For a grating with \(d = 1.00\;\mu\text{m}\) and light of \(\lambda = 550\;\text{nm}\):

• Maximum order: \(n_{\max}= \bigl\lfloor d/\lambda \bigr\rfloor = \lfloor 1.00/0.55 \rfloor = 1\). Only the 0‑ and ±1‑orders can appear.
• Suppose a second wavelength \(\lambda' = 440\;\text{nm}\) is also present. The third‑order of \(\lambda'\) gives \[ d\sin\theta = 3(440\text{ nm}) = 1.32\;\mu\text{m}, \] which is impossible (\(\sin\theta>1\)). Hence no overlap occurs in this case.

9. Table of Common Grating Parameters

Lines per mm	Grating spacing \(d\) (µm)	Typical use in the Cambridge syllabus
300	3.33	Low‑resolution colour analysis; introductory experiments.
600	1.67	Medium‑resolution work – identification of emission lines.
1200	0.833	High‑resolution spectroscopy; resolving closely spaced lines, investigating resolving power.

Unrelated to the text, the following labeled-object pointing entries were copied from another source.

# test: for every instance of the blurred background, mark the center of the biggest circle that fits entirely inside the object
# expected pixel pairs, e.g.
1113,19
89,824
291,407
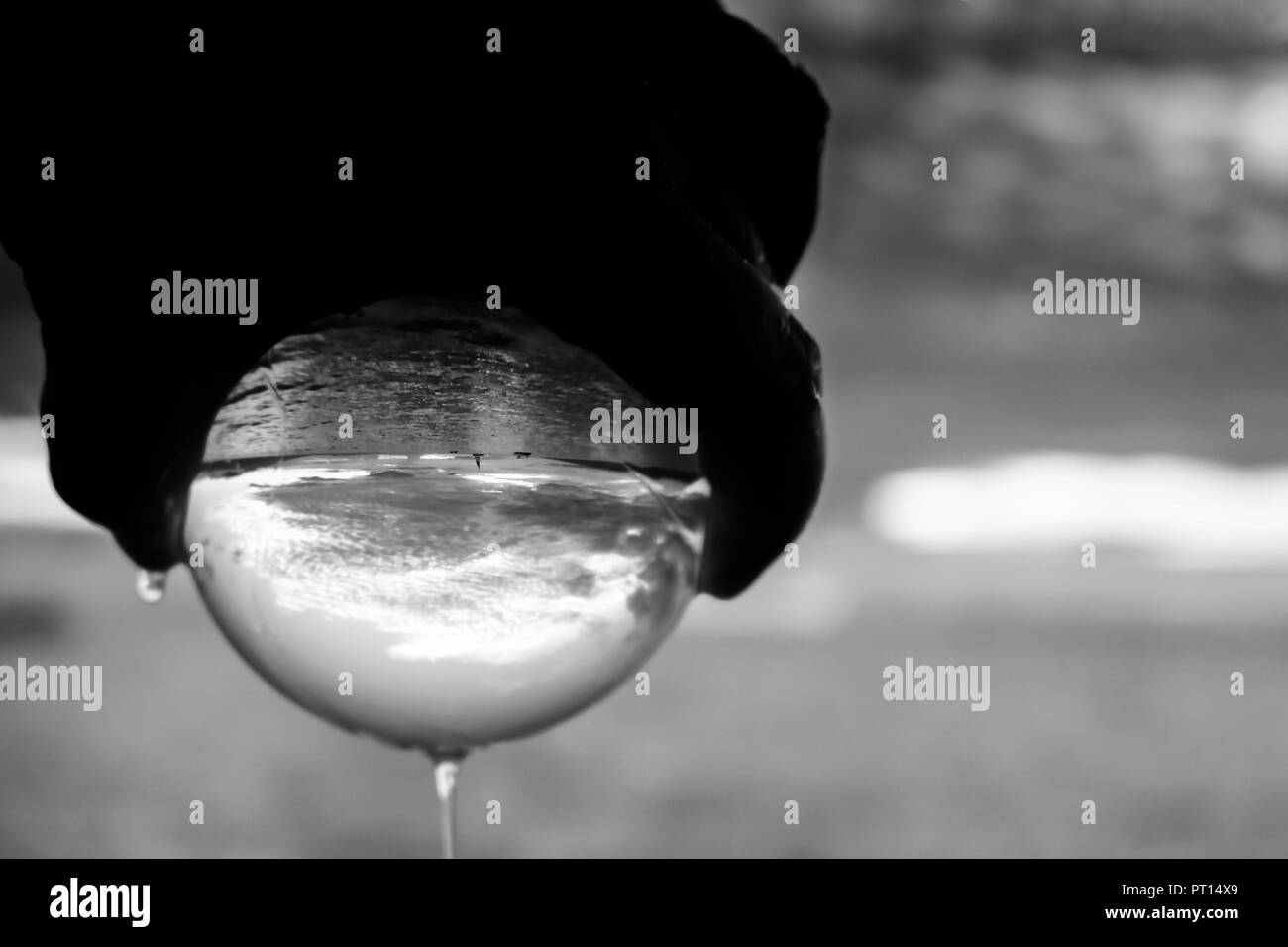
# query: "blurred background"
1108,684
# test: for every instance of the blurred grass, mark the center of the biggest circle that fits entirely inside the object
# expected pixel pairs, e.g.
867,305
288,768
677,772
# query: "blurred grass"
1095,694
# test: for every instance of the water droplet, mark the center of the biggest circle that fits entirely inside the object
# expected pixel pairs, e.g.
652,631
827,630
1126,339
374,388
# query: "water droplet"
447,766
151,586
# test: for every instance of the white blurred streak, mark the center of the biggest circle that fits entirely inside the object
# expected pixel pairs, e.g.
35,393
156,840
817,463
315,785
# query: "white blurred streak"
27,497
1189,513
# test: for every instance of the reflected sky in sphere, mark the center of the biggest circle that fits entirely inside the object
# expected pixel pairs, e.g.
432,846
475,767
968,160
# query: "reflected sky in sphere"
441,598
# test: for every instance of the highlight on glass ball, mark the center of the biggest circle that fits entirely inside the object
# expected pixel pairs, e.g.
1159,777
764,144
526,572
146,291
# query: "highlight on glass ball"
428,525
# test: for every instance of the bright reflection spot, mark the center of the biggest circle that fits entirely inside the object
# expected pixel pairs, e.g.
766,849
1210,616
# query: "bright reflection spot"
1186,512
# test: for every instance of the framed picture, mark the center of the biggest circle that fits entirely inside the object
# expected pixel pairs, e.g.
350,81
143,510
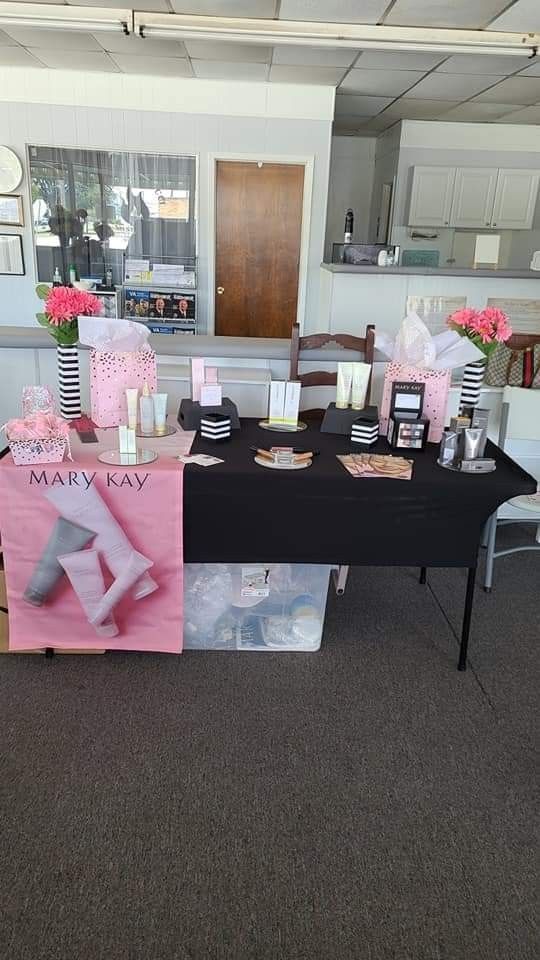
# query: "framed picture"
11,255
11,210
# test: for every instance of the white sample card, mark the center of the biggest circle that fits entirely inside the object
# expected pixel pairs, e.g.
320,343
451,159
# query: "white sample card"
524,314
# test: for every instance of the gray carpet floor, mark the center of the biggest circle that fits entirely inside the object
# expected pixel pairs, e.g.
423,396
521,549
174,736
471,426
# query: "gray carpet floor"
364,802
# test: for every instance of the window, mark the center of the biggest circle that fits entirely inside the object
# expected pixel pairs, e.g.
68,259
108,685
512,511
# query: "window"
93,208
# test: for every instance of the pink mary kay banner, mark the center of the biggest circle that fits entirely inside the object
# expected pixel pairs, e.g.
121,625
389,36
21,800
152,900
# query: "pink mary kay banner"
146,502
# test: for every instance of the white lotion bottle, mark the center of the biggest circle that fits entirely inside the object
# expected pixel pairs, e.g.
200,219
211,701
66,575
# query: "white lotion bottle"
146,407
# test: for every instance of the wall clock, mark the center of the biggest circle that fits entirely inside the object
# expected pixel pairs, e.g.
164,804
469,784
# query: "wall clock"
10,170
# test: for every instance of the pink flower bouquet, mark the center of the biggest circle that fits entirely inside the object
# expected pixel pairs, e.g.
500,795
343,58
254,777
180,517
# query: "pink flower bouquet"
486,328
62,307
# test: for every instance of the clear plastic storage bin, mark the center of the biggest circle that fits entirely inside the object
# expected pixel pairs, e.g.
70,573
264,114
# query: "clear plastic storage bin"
254,606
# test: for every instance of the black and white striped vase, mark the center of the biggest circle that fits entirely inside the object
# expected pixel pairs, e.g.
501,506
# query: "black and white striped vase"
69,381
473,378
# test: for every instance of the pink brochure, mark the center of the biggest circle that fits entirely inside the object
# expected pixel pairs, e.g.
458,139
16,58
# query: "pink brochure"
146,503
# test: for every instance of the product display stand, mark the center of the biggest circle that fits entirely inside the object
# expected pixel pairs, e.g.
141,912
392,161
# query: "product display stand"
190,413
341,421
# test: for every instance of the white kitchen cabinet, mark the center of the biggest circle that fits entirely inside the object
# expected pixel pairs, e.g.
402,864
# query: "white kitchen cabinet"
474,195
515,199
431,196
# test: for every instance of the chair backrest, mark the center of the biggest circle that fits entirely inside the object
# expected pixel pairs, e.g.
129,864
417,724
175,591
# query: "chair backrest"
520,415
365,346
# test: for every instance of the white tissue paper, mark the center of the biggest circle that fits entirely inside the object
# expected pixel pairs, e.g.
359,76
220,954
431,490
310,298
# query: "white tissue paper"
113,335
416,347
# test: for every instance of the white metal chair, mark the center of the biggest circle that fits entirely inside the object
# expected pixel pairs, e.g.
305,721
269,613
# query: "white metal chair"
519,436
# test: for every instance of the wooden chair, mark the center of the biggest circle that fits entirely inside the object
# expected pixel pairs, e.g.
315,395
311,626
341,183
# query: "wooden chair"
323,378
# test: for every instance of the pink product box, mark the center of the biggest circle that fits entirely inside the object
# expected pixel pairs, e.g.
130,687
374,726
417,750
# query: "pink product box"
110,375
435,395
48,450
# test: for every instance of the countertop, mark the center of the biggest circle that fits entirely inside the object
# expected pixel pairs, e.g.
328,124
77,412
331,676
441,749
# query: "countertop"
432,271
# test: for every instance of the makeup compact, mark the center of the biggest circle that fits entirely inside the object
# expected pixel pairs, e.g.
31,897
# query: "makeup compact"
407,428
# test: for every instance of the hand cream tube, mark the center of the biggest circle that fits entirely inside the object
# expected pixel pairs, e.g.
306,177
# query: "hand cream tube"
147,411
344,378
84,573
65,536
131,400
135,567
360,381
111,541
160,412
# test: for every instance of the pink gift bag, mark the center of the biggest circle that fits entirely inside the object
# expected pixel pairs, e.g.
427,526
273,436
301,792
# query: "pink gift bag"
110,374
435,397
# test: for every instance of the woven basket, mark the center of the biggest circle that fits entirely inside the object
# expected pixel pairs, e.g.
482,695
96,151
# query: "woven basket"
49,450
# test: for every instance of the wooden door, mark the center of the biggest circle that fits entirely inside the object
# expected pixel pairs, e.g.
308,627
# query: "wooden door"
258,230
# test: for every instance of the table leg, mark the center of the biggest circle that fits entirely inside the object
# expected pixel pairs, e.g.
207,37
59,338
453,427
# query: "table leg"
467,613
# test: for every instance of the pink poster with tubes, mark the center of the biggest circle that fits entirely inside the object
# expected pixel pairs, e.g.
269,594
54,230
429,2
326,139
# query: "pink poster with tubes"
93,555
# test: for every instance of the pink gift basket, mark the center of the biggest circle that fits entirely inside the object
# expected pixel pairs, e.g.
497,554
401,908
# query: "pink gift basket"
435,396
48,450
111,372
38,438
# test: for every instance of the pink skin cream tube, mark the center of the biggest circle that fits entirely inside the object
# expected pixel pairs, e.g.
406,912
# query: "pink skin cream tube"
87,508
84,573
133,570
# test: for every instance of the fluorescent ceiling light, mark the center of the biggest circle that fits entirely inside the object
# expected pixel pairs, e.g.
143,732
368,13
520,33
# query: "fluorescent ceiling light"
348,35
48,16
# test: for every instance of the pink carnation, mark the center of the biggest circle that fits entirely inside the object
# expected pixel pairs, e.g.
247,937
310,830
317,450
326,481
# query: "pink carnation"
64,304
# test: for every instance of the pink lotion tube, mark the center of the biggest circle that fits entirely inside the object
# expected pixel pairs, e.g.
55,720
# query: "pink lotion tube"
133,570
87,507
84,573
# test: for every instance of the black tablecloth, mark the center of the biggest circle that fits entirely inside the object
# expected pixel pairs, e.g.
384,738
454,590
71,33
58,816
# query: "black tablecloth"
238,511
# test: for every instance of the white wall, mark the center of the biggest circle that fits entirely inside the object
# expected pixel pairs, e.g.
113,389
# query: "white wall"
352,164
171,116
469,145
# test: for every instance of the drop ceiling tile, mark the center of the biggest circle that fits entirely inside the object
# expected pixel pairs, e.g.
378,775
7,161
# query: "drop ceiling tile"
153,66
17,57
333,11
151,6
382,83
525,115
219,70
77,60
470,63
475,111
328,76
524,90
467,14
53,39
524,15
419,109
292,56
360,106
225,8
406,60
348,124
119,43
448,86
532,69
228,52
6,41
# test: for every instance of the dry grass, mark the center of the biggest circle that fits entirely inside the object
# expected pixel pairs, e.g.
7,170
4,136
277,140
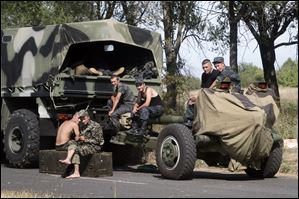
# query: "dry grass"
288,94
24,194
290,161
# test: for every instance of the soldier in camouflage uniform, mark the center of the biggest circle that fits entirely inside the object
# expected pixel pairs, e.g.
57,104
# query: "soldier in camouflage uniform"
91,141
121,101
227,72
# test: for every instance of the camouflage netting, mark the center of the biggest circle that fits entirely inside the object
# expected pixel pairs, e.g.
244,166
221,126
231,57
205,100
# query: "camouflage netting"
240,124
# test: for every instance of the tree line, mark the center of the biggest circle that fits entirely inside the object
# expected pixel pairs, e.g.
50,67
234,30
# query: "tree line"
180,21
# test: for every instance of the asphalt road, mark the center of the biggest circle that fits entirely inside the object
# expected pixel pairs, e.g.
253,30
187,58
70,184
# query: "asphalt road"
139,185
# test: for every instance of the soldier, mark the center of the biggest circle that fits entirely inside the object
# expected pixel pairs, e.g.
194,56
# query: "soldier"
148,105
227,72
90,141
208,78
65,131
121,101
83,70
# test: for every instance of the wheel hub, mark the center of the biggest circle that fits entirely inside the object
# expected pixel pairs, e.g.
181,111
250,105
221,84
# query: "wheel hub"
170,152
15,140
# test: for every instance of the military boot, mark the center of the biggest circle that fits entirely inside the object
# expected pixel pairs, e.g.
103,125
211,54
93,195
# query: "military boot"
95,72
143,129
119,71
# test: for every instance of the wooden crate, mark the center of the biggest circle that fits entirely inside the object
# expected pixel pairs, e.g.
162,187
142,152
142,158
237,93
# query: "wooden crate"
95,165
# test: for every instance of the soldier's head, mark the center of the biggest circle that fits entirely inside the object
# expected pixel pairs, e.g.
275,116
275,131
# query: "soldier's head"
76,117
139,83
206,66
84,116
114,79
219,63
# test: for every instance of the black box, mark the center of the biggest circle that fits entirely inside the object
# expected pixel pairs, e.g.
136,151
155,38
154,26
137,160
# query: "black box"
95,165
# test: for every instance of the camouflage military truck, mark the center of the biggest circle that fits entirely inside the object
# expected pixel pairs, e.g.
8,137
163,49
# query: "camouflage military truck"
230,130
45,78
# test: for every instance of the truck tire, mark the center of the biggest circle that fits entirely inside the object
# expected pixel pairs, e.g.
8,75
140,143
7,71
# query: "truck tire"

10. Key Points to Remember

• The grating equation \(d\sin\theta=n\lambda\) follows directly from the superposition of wavelets from many slits.
• Zero‑order (\(n=0\)) always appears at \(\theta=0^{\circ}\) (the undeviated beam).
• Higher orders give larger angles but are limited by \(|\sin\theta|\le1\); use \(n_{\max}= \lfloor d/\lambda\rfloor\) to check feasibility.
• Shorter wavelengths diffract at smaller angles for a given order; longer wavelengths give larger angles.
• Intensity of higher orders falls because the single‑slit envelope suppresses them and because the total intensity is divided among many orders.
• Resolving power \(R=nN\) improves with higher order and with a larger number of illuminated grooves.
• Order overlap can make a spectrum ambiguous; choosing a grating with a smaller \(d\) (higher line density) reduces overlap.
• In the laboratory, careful alignment and accurate reading of \(\theta\) are essential for reliable results.

11. Practice Questions

1. A grating with 2000 lines cm⁻¹ is illuminated by light of wavelength 500 nm. Calculate the diffraction angles for the first three observable orders.
2. If the second‑order maximum for a wavelength of 650 nm appears at 30°, determine the grating spacing \(d\).
3. Explain why the intensity of higher‑order maxima generally decreases compared with the first order.
4. A 1200 lines mm⁻¹ grating is illuminated over a width of 2.0 cm. Determine the theoretical resolving power for the third order (n = 3). (Assume \(N = \text{width} / d\).)
5. Two wavelengths, 580 nm and 460 nm, are incident on a grating with \(d = 1.20\;\mu\text{m}\). Show whether any order overlap occurs for orders up to \(n=4\).